It was part of an effort by Trump allies in a number of swing states to gain access to and copy sensitive voting software with the help of friendly election administrators.
In the latest security videos released this week, members of the team can be seen in an office processing the county’s polling stations, which contain sensitive voter data.
David Cross, an attorney representing some of the plaintiffs in the civil suits, said the copied information contained software used by all of Georgia’s 159 counties. According to Mr. Cross, software and other data was uploaded to the Internet by SullivanStrickler after being copied, creating the potential for tampering with the system anywhere in the state. No evidence of such manipulation has surfaced.
Mr. Raffensperger, named as a defendant in the lawsuit, said in his statement Friday that Coffee County’s election administration server and a central scanner workstation have already been replaced. The new replacement equipment, he said, will include ballot markers, printers, district scanners, ballot pads, flash cards and thumb drives.
Marilyn Marks, executive director of the Coalition for Good Governance, one of the plaintiffs in the lawsuit, said in a statement that Mr. Raffensperger’s move was “many days late and many dollars short.”

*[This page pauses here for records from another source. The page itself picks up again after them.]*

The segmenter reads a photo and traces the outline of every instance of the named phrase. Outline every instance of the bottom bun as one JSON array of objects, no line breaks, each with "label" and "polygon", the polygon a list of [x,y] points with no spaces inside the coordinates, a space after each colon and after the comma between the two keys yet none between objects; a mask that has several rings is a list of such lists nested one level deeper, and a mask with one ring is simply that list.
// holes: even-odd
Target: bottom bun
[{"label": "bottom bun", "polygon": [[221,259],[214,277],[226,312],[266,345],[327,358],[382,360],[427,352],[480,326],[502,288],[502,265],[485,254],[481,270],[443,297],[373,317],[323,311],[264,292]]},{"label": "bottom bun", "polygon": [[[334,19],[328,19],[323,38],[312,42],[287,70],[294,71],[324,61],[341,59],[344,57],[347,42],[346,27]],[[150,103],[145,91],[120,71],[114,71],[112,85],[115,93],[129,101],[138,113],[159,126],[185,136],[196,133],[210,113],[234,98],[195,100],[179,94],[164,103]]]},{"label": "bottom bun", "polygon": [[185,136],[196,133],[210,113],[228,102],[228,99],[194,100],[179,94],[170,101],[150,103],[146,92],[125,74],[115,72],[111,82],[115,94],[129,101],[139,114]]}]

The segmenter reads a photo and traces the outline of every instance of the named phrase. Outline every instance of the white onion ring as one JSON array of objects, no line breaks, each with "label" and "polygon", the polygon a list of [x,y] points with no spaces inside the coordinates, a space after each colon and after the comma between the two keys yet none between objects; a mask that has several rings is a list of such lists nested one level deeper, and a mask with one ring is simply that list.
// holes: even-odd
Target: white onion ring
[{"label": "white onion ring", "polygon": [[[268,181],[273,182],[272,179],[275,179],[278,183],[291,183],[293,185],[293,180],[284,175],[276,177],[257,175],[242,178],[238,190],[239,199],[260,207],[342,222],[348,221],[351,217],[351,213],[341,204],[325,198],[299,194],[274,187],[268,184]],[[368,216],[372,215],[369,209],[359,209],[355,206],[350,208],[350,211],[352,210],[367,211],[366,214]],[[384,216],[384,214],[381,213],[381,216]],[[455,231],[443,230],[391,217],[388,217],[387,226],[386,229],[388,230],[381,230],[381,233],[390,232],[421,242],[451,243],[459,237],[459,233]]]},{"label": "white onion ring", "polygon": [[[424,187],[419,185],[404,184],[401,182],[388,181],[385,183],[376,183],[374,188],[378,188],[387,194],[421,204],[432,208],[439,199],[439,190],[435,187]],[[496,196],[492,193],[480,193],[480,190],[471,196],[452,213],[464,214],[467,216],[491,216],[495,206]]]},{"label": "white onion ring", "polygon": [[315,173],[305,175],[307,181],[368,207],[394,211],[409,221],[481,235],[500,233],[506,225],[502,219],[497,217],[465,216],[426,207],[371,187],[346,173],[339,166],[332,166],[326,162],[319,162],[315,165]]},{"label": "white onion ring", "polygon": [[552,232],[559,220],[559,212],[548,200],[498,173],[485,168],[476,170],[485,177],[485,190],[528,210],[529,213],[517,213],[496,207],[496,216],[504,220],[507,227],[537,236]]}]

“Starting out with new touchscreens and scanners only to expose them to a suspected contaminated server makes little sense to anyone remotely concerned about voter security,” she said.
SullivanStrickler, the data company, has denied any wrongdoing. In a statement Tuesday morning, the company said it received a subpoena from a special Fulton County grand jury convened by Fani T. Willis, the Fulton County District Attorney who is leading a full criminal investigation into Mr Trump’s efforts and his allies to reverse Mr. Trump’s narrow election loss in the state.